PCP insiste em controlo público do banco
Já o deputado comunista Duarte Alves considerou que "o escândalo do BES continua com o Novo Banco", reiterando a necessidade de controlo público daquela instituição financeira.
"Estas perdas hoje divulgadas revelam, mais uma vez, que o PCP tinha e tem razão quando afirma que, uma vez que o Estado continua a pagar a conta da limpeza do Novo Banco, este deve ser revertido para a esfera pública e colocado ao serviço da economia e do país. Quanto mais cedo se avançar com o controlo público mais cedo se acaba com a gestão danosa que acaba sempre por ser paga por todos os portugueses", disse, em declarações aos jornalistas no Parlamento.
O parlamentar do PCP sublinhou que "devem ser apuradas todas as responsabilidades judiciais relativamente aos atos de gestão danosa do Novo Banco".
"Mais uma vez se confirma que o escândalo BES continua com o Novo Banco, desde logo com a fraudulenta resolução pelo Governo PSD/CDS, em que se mentiu aos portugueses, dizendo que era possível resolver o banco com o que restava dos fundos da 'troika' e separando um suposto banco bom de um banco mau. Depois, com a ruinosa privatização pelo Governo PS em que se entregou, praticamente a custo zero, o Novo Banco a um fundo abutre que continua a gerir os ativos conforme os seus interesses", continuou.
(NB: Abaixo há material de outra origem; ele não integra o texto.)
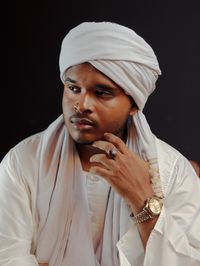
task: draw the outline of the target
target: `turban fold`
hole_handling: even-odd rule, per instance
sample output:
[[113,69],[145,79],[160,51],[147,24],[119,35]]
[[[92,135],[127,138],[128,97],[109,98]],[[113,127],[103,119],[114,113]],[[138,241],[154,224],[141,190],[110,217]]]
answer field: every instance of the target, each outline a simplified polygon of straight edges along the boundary
[[84,22],[62,42],[60,77],[71,66],[89,62],[118,84],[142,110],[161,74],[151,46],[135,31],[112,22]]

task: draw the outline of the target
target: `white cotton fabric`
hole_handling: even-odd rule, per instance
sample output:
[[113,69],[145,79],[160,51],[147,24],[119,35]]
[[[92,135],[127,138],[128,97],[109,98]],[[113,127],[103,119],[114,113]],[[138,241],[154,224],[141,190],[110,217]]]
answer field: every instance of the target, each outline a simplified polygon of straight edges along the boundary
[[84,22],[64,38],[60,77],[70,66],[90,62],[129,93],[140,110],[161,74],[151,46],[135,31],[111,22]]
[[[38,173],[42,167],[39,166],[38,162],[40,162],[42,155],[41,143],[49,137],[50,131],[52,132],[56,128],[59,138],[62,135],[61,129],[64,129],[62,116],[44,132],[31,136],[19,143],[6,155],[0,164],[1,266],[38,266],[38,263],[42,262],[48,262],[50,266],[59,265],[53,264],[55,246],[52,246],[51,241],[56,236],[65,236],[65,234],[57,235],[57,231],[61,228],[53,227],[51,233],[43,240],[46,247],[52,248],[53,254],[49,252],[47,256],[46,252],[43,261],[37,255],[39,245],[38,227],[41,227],[37,210],[38,183],[41,178]],[[47,172],[48,162],[53,160],[55,163],[55,157],[52,157],[55,145],[55,142],[50,141],[48,148],[46,147],[47,160],[45,166]],[[148,240],[146,252],[144,253],[137,226],[133,225],[130,220],[126,203],[112,192],[111,199],[114,197],[115,202],[119,201],[119,206],[113,208],[112,204],[109,203],[108,205],[106,219],[108,221],[111,218],[111,220],[108,221],[109,226],[106,226],[106,231],[104,231],[104,239],[106,241],[112,237],[114,227],[120,220],[120,226],[118,227],[117,225],[119,235],[116,242],[108,241],[106,243],[105,252],[108,251],[108,253],[105,254],[104,263],[101,263],[103,266],[113,265],[109,264],[108,255],[109,249],[114,249],[116,245],[119,251],[119,262],[114,264],[115,266],[200,265],[200,181],[190,163],[179,152],[158,139],[156,139],[156,149],[159,153],[159,167],[165,202],[159,220]],[[72,157],[76,157],[75,150],[71,152],[73,154]],[[47,178],[43,176],[47,185],[43,190],[44,198],[45,195],[49,194],[49,191],[53,196],[54,190],[59,183],[59,178],[57,178],[55,188],[51,187],[51,183],[56,179],[49,179],[52,170],[50,167]],[[79,179],[78,175],[74,177],[74,183],[76,183],[77,179]],[[66,185],[68,184],[67,181]],[[80,186],[82,185],[83,187],[79,188],[79,190],[85,191],[84,193],[87,195],[85,182],[84,184],[81,183]],[[66,187],[65,189],[67,191],[71,187]],[[74,191],[75,189],[73,188],[72,194]],[[85,208],[85,205],[87,205],[87,200],[83,197],[84,193],[75,194],[77,204],[73,213]],[[82,202],[83,200],[84,203]],[[52,207],[51,204],[46,206],[47,213],[50,212]],[[66,199],[64,198],[61,200],[60,209],[65,210],[65,207]],[[61,264],[62,266],[91,265],[91,263],[87,264],[86,260],[91,260],[89,258],[91,254],[86,248],[88,238],[91,236],[87,235],[87,238],[84,238],[83,235],[80,239],[80,233],[87,228],[85,220],[89,217],[88,208],[85,211],[85,215],[83,215],[82,211],[80,216],[77,215],[77,217],[75,215],[72,219],[72,224],[74,224],[71,228],[71,234],[74,237],[73,252],[67,252],[69,260]],[[56,209],[54,209],[54,215],[56,219],[60,220],[62,226],[64,215],[61,213],[58,217],[57,214]],[[49,218],[48,215],[47,218]],[[90,242],[92,243],[92,238]],[[113,246],[110,246],[111,244]],[[63,245],[65,246],[65,243]],[[82,256],[84,252],[86,254]],[[76,264],[73,264],[73,256],[76,257]],[[98,265],[98,262],[96,265]]]

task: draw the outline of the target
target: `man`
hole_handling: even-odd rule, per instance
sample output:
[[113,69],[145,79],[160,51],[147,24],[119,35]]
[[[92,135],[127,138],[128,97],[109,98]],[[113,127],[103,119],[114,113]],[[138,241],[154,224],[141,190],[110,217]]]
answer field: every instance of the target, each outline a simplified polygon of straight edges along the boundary
[[1,164],[1,265],[200,264],[199,180],[142,113],[159,74],[129,28],[67,34],[63,115]]

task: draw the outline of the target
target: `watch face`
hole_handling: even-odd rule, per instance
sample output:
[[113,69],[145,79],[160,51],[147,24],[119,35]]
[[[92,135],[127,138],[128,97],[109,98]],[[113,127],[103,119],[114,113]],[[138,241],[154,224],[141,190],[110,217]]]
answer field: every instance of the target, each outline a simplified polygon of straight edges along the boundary
[[161,212],[161,204],[159,200],[156,198],[151,198],[149,200],[149,209],[153,214],[159,214]]

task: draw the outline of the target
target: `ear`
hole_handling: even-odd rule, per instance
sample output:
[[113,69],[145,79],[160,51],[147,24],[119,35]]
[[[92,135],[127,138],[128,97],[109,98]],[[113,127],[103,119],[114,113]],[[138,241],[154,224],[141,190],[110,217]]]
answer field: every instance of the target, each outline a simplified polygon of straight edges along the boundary
[[136,106],[132,107],[131,110],[130,110],[130,115],[131,116],[134,116],[138,111],[138,108]]

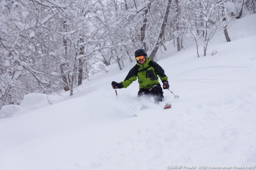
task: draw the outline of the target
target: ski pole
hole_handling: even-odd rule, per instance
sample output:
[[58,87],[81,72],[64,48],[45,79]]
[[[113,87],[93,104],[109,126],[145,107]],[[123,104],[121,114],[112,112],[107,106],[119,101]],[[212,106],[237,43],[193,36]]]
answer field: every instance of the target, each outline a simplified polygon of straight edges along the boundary
[[117,96],[117,92],[116,91],[116,87],[115,87],[115,90],[116,91],[116,97],[118,98],[118,96]]
[[173,92],[172,92],[172,91],[171,91],[171,90],[170,90],[170,89],[168,89],[168,90],[169,90],[169,91],[170,91],[170,92],[171,92],[171,94],[173,94],[173,95],[174,95],[174,99],[179,99],[179,98],[180,98],[180,97],[179,97],[179,96],[176,96],[176,95],[175,95],[175,94],[174,94],[174,93],[173,93]]
[[[165,85],[164,85],[164,86],[163,86],[163,87],[166,87],[166,86],[165,86]],[[171,92],[171,93],[172,93],[172,94],[173,94],[173,95],[174,95],[174,99],[179,99],[179,98],[180,98],[180,97],[179,97],[179,96],[176,96],[176,95],[175,95],[174,94],[173,94],[173,92],[172,92],[172,91],[171,91],[171,90],[170,90],[170,89],[168,89],[168,90],[169,90],[169,91],[170,91],[170,92]]]

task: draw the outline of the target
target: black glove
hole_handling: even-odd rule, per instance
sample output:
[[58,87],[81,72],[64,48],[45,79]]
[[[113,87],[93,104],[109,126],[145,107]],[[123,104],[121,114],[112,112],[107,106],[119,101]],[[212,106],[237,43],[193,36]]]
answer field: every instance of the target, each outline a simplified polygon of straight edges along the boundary
[[112,83],[111,83],[111,85],[112,85],[112,87],[113,89],[115,89],[115,87],[117,89],[121,89],[123,87],[123,84],[122,84],[122,83],[118,83],[115,81],[112,81]]
[[162,81],[163,82],[163,89],[169,89],[170,85],[167,80],[163,80]]

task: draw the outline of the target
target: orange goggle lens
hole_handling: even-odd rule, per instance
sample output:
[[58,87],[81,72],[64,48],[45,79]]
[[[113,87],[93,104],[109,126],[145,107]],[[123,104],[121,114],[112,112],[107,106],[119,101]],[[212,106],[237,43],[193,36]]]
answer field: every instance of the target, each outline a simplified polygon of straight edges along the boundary
[[144,58],[144,56],[138,56],[136,57],[136,60],[137,61],[139,61],[140,60],[143,60]]

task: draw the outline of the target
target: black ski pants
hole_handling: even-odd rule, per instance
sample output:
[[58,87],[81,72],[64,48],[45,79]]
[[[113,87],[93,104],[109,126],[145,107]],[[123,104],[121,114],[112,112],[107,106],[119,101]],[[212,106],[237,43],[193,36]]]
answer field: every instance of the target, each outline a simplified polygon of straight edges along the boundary
[[155,99],[155,103],[159,104],[163,100],[163,92],[160,84],[156,84],[150,89],[141,89],[138,92],[138,97],[143,96],[153,97]]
Bloco diz que faltam respostas
O Bloco de Esquerda (BE) considerou que auditoria ao Novo Banco não responde à pergunta "se a Lone Star está a enganar o Governo português" e defendeu a divulgação do documento que chegou ao parlamento, alegando não ter dados confidenciais.
"Muitas vezes, quando se procura fazer tudo, corre-se o risco de dizer muito pouco sobre cada coisa e é o que parece ser esta auditoria", disse a deputada do BE Mariana Mortágua aos jornalistas, no parlamento, numa "análise preliminar" ao relatório da auditoria ao Novo Banco, realizada pela consultora Deloitte.
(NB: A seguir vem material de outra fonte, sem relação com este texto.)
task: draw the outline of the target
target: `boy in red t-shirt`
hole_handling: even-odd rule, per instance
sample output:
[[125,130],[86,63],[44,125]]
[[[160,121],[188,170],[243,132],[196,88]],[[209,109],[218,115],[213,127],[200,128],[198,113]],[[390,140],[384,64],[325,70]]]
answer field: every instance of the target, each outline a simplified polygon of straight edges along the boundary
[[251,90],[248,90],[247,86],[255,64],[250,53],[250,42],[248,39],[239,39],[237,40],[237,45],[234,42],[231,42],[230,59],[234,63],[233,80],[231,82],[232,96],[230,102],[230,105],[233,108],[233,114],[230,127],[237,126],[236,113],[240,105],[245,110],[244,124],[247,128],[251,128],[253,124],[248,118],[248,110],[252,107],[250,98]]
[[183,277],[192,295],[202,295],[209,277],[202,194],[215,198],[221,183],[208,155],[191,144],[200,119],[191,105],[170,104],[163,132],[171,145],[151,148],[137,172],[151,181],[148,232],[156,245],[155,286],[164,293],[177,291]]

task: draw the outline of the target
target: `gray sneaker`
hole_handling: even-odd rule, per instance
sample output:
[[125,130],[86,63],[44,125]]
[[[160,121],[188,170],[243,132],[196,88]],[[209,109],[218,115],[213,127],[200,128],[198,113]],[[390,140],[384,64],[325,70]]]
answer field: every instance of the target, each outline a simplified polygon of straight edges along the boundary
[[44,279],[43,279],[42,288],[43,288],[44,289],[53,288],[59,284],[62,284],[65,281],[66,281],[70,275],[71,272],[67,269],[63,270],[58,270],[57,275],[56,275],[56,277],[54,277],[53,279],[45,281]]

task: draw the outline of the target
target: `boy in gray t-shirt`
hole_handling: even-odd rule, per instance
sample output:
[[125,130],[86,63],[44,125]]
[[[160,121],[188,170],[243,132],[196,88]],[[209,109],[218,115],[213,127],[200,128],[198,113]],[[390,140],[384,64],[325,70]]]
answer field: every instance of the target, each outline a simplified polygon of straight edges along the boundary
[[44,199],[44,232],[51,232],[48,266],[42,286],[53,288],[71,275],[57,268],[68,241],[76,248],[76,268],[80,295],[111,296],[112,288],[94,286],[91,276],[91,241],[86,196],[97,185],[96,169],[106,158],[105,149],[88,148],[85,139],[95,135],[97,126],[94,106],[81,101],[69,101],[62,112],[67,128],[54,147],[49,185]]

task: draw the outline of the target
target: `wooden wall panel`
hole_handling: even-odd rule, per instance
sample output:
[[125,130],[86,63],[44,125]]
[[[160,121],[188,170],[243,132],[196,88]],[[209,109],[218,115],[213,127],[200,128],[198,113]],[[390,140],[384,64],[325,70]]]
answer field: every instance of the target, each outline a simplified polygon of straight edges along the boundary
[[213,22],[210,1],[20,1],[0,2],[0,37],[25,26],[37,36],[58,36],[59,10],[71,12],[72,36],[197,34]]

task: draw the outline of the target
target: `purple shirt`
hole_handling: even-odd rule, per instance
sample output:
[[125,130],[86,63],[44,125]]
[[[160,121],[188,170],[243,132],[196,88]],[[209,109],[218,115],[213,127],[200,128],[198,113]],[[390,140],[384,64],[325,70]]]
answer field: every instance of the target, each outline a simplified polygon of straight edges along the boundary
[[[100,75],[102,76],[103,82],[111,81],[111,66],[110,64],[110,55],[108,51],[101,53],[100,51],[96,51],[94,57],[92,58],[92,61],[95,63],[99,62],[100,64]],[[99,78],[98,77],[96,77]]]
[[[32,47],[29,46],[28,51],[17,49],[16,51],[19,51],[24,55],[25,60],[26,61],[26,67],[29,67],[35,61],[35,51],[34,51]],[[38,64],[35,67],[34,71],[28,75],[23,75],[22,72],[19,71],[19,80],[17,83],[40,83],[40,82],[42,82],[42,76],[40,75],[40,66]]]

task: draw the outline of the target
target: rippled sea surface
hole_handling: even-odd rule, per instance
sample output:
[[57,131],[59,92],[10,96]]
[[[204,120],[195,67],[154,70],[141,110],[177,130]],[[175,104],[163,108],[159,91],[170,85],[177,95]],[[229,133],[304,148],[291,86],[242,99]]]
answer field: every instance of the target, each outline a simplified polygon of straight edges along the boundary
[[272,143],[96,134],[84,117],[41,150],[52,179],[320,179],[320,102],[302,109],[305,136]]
Em relação à confidencialidade do documento, a deputada bloquista começou por referir que "a Assembleia da República tem que ter todos os dados para poder analisar o que se passou no BES e no Novo Banco, incluindo nomes de empresas, nomes de devedores e de empresas que tiveram as operações reestruturadas ou perdoadas", considerando que "o documento que chegou à Assembleia da República pode ser divulgado desde já porque não tem nenhum dado que seja confidencial".
"Temos de acabar com este regime de pôr um carimbo de segredo nos documentos que aqui chegam para que não possa haver transparência", apelou.
Segundo Mariana Mortágua, "a auditoria confirma alguns dados" que já eram conhecidos.
“O que a auditoria não nos permite concluir é se a Lone Star está a enganar o Governo português e os contribuintes portugueses, obrigando o Governo a pagar por prejuízos que poderiam ter sido evitados e essas são as notícias que vieram a público recentemente sobre a venda de carteiras de ativos e de imobiliários e nós continuamos a não ter uma explicação para isso. Para essas perguntas eu não encontro, na análise preliminar, resposta", criticou.
Na perspetiva da deputada do BE, a "auditoria cobre um período muito extenso e objetivos muito diferentes".
"Interessa-nos agora perceber se a Lone Star está a enganar o Estado português e essa é a pergunta que nós queremos encontrar resposta na auditoria. Não encontramos na primeira leitura, vamos aprofundar essa leitura porque a auditoria tem de cumprir esse objetivo que é proteger os interesses dos portugueses", enfatizou.